URLhaus does a similar thing for the websites that spread virus. The website of URLhaus is https://urlhaus.abuse.ch.

You can review both web services. For example, enter the PhishTank website and see the recent submissions similar to below:

You can click on the ID numbers to see the phishing websites.

Section-5: Checking URLs

Below services are just two examples by which you can check websites:

https://www.virustotal.com: Check the website if it spreads malware, or it is a phishing website.

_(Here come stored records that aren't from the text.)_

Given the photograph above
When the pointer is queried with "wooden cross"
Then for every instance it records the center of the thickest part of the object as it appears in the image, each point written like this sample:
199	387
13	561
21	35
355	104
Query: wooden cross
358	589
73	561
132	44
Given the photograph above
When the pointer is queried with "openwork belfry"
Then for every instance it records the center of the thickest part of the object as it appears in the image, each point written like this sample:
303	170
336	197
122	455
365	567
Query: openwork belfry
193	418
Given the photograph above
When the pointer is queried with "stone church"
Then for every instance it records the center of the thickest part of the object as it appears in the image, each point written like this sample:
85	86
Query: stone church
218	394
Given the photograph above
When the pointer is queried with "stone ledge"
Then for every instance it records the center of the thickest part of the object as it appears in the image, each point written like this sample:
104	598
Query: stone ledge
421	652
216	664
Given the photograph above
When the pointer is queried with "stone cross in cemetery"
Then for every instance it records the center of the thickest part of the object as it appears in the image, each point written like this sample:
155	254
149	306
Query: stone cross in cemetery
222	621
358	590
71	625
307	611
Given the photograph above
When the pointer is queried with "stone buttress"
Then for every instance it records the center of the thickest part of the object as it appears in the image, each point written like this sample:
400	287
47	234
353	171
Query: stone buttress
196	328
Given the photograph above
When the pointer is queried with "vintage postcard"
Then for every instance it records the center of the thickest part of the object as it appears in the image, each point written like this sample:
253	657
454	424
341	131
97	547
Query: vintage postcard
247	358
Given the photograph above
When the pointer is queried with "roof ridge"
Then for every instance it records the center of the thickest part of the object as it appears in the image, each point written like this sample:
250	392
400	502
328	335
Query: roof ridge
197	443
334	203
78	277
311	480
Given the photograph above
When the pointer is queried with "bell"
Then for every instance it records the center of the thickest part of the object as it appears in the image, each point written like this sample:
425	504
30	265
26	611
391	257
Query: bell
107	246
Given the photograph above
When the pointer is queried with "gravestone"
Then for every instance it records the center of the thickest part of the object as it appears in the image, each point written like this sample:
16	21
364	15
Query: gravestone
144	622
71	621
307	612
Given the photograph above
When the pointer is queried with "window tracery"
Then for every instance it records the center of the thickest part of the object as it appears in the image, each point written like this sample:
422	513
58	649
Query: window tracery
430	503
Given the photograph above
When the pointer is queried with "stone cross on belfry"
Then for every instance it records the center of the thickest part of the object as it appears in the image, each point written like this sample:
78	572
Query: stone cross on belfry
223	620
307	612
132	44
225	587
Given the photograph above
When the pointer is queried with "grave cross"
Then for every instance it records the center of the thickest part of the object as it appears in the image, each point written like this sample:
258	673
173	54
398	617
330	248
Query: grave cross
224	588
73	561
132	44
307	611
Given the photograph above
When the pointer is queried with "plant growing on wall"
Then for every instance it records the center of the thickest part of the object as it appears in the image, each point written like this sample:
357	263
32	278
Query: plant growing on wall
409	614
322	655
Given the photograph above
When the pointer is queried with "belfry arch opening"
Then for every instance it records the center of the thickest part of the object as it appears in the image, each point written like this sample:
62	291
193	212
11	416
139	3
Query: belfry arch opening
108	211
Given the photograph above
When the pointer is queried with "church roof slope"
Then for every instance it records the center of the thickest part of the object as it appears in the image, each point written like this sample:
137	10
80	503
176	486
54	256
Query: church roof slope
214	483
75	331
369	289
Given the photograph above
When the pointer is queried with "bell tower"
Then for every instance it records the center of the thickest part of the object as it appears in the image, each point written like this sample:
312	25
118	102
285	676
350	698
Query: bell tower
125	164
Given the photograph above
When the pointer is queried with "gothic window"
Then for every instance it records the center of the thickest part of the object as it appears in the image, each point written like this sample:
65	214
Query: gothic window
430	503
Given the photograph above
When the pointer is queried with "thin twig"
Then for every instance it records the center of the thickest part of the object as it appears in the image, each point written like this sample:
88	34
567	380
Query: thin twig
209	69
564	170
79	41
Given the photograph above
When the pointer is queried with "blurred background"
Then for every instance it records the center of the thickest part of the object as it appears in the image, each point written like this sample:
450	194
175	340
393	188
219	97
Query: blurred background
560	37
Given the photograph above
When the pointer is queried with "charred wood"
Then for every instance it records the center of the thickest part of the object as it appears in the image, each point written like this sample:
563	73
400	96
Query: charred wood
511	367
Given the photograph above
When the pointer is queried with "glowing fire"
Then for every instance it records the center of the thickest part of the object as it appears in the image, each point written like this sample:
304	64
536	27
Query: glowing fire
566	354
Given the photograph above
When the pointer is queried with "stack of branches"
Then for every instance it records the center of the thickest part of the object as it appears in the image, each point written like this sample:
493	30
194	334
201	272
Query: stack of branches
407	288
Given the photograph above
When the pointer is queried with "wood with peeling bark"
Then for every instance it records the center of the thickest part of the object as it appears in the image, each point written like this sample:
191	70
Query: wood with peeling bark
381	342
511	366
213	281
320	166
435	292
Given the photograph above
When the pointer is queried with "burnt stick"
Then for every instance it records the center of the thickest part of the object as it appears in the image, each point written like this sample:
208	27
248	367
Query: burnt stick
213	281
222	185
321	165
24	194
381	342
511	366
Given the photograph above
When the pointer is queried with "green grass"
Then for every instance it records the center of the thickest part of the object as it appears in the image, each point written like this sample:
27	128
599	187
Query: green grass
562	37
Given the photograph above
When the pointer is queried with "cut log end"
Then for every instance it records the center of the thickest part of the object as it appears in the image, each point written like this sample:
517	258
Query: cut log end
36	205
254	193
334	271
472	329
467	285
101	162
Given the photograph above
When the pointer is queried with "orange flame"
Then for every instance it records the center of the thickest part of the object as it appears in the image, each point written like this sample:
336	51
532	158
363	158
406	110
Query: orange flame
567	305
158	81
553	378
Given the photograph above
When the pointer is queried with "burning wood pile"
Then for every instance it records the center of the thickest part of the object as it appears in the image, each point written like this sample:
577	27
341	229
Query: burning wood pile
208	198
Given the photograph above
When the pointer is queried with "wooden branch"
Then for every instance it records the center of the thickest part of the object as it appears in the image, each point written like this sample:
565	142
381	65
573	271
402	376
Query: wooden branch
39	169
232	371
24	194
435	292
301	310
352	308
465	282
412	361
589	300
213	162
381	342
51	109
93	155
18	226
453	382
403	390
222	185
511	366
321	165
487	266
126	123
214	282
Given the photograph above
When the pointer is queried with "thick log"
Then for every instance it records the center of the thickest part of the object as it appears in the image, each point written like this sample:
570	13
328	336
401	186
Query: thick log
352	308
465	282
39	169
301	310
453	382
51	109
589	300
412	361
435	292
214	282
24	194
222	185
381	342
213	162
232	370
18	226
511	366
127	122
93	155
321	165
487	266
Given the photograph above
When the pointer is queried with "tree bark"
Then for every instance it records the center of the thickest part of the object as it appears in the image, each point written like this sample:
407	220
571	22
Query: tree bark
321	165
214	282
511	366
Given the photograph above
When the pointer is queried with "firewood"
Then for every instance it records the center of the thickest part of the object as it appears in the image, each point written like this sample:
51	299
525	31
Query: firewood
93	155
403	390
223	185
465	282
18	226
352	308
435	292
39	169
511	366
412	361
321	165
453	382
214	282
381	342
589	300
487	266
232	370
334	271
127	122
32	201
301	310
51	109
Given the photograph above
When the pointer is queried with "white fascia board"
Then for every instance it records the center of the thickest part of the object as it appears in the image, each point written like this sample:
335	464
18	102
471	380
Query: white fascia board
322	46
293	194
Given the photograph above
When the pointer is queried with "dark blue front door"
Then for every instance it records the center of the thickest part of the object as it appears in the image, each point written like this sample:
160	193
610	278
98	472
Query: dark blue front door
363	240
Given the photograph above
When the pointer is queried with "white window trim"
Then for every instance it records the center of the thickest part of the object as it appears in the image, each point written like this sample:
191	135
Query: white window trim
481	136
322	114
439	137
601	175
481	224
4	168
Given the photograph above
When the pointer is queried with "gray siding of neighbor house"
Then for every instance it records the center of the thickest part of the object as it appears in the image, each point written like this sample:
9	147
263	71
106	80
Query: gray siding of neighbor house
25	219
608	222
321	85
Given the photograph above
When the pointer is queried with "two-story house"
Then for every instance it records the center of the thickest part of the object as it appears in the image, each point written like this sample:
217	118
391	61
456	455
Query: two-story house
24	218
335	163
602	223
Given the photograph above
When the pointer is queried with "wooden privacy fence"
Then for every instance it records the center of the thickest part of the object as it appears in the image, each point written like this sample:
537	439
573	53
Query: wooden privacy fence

Currently, VirusTotal makes the controls of the submitted URLs using ~80 different antivirus services.

https://sitecheck.sucuri.net: Check the website for malware and blacklisting.

You can choose some websites from PhishTank and URLhaus and scan them using VirusTotal and Sucuri’s SiteCheck.

Weekly Learning and Reflection 

In two to three paragraphs (i.e., sentences, not bullet lists) using APA style citations if needed, summarize, and interact with the content covered in this lab. Summarize what you did as an attacker, what kind of vulnerabilities did you exploit, what might have prevented these attacks. Mention the attackers and all of the targets in your summary. You can provide topologies, sketches, graphics if you want. In particular, highlight what surprised, enlightened, or otherwise engaged you. You should think and write critically, not just about what was presented but also what you have learned through the session. You can ask questions for the things you're confused about. Questions asked here will be summarized and answered anonymously in the next class.